Not now, but if the current trend continues, the Chinese will be the only ones that make heavy duty weapons. WE couldn't start up production facilities fast enough if they decided to invade us.
We make tanks, ships, subs, missiles, guns, bullets, transporters, bombers, nukes, fighter jets, ICBMS and lasers here. That will not change. And ours will sink or destroy the chicoms versions of these very quickly.
Another one who spouts off "Buggy Whip". Again, stoplistening to Limbaugh and stop reading the WSJ op ed pages. How many times does this have to be explained. When autos replaced horse and buggys, the workers who made buggy whips simpily used their skills to start makings cars. There was little, if any retraining required, it was basically a lateral move.
"Are you saying that Romans were in the same economic system than Spanish? Yet the same general rule applies."
I'm saying no one, even during the 'globalization' of the early 20th century, was in a comparable scenario. So, no, the same general rules don't really apply. We don't have to take from someone else to grow our economy. There isn't a finite global GDP pie. We aren't a tiny population militarily subjugating our far-flung lands and drawing revenue from them. For every 'similarity' you can cite, it can either be reduced or off-set by a long line of differences.

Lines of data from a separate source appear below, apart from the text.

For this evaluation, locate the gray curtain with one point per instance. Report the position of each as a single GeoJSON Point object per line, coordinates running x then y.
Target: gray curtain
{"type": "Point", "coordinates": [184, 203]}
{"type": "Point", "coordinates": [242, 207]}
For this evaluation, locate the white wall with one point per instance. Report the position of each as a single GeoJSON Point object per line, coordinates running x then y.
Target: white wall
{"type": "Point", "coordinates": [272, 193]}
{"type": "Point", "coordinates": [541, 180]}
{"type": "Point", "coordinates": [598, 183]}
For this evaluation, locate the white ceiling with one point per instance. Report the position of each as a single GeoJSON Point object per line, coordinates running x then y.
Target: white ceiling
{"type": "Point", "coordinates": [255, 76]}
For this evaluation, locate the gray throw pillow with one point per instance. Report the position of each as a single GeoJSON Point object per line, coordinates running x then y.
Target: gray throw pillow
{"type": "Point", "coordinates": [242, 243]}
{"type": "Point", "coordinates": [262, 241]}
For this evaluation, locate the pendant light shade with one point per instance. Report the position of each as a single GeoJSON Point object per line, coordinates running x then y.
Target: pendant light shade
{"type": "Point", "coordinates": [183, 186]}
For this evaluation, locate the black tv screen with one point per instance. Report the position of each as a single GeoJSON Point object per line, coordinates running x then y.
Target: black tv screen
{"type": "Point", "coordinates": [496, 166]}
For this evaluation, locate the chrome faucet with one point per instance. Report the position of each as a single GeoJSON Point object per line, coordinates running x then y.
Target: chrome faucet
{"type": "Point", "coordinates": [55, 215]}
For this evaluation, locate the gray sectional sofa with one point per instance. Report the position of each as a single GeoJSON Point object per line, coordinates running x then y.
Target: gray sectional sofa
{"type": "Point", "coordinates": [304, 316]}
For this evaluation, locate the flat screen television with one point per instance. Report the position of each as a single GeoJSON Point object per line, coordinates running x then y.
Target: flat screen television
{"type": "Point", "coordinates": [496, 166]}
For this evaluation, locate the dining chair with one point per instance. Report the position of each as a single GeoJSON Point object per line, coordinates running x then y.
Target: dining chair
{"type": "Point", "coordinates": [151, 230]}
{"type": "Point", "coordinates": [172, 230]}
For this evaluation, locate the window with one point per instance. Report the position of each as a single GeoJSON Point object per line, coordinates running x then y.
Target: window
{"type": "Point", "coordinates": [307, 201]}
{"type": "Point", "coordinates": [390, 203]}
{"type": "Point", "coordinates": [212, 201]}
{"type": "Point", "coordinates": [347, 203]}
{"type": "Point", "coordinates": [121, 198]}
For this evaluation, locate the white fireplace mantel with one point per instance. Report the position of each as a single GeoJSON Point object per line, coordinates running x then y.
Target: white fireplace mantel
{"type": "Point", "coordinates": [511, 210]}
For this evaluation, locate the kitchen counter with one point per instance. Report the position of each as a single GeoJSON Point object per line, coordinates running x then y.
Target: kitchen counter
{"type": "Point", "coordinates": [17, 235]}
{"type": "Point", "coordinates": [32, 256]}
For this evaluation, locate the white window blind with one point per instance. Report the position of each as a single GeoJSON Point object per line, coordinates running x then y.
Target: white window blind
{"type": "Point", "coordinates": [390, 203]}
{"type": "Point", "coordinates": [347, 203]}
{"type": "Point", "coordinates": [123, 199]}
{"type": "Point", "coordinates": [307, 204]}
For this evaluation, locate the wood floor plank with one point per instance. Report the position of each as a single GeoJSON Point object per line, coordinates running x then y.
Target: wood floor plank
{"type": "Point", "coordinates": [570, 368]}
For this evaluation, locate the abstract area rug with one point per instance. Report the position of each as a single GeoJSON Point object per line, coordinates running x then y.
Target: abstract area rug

Ask a person responsible for production if he's ever seen a product that couldn't be produced as designed. Ask someone responsible for maintenance what good design is.
There is a certain amount of feedback that goes on between production and design that is essential to innovation.
He sure did a number on the steel industry back in the 70's and 80's. Ask the average LTV retiree how he likes his pension these days.
I work in R&D for a multinational manufacturer. Our R&D site was inside our most productive plant in the U.S. and we had a great relationship with engineering and production. When they closed the plant and shipped manufacturing to Mexico, quality took a big hit, but we made more money with a 50% yield there than a 98% yield here. The problem came when R&D needed to give engineering support for operations in Mexico. It took me almost 2 years to get something done that would have been a 3 week project because of the pure incompetence of the Mexican facility to follow simple instructions. They do things in a way that's easy for each individual department without regard to the downstream effect on the rest of the operation. For R&D development, they basically did what they wanted and ignored the entire protocol. That meant doing things over and over and over. The article is spot on. No manufacturing here, then R&D gets disconnected from reality.
You have no idea what you're talking about, IMO.
Creating ready, willing and able consumers will have more positive results for our economy.
I recently read that 100% cashmere sweaters made in China are only $22.00.
I guess to your way of thinking, that means all the people in our soup lines will be warmer wearing one.
You think that there is little market for subway cars? I think you're mistaken.
Yep.
They probably never even read it.
"The last company I did drawings for, sent their drawings to China, who sent back the parts to here, where this company hired all temps to assemble the parts at less than $10 an hour, to then send the parts back to China for final assembly into refrigerators for resale in the U.S.!!"
The Chinese have zero respect for intellectual property. The time will come, when they beat you to market with a knockoff of your own product. I hear it time and again from my customers who are sourcing in China. In certain instances, it's gotten so bad that the knockoff is perceived as the original.
Yep. Hysterics about "shipping our good highpaying jobs overseas" was a plank in the Walter Mondale platform, 1984.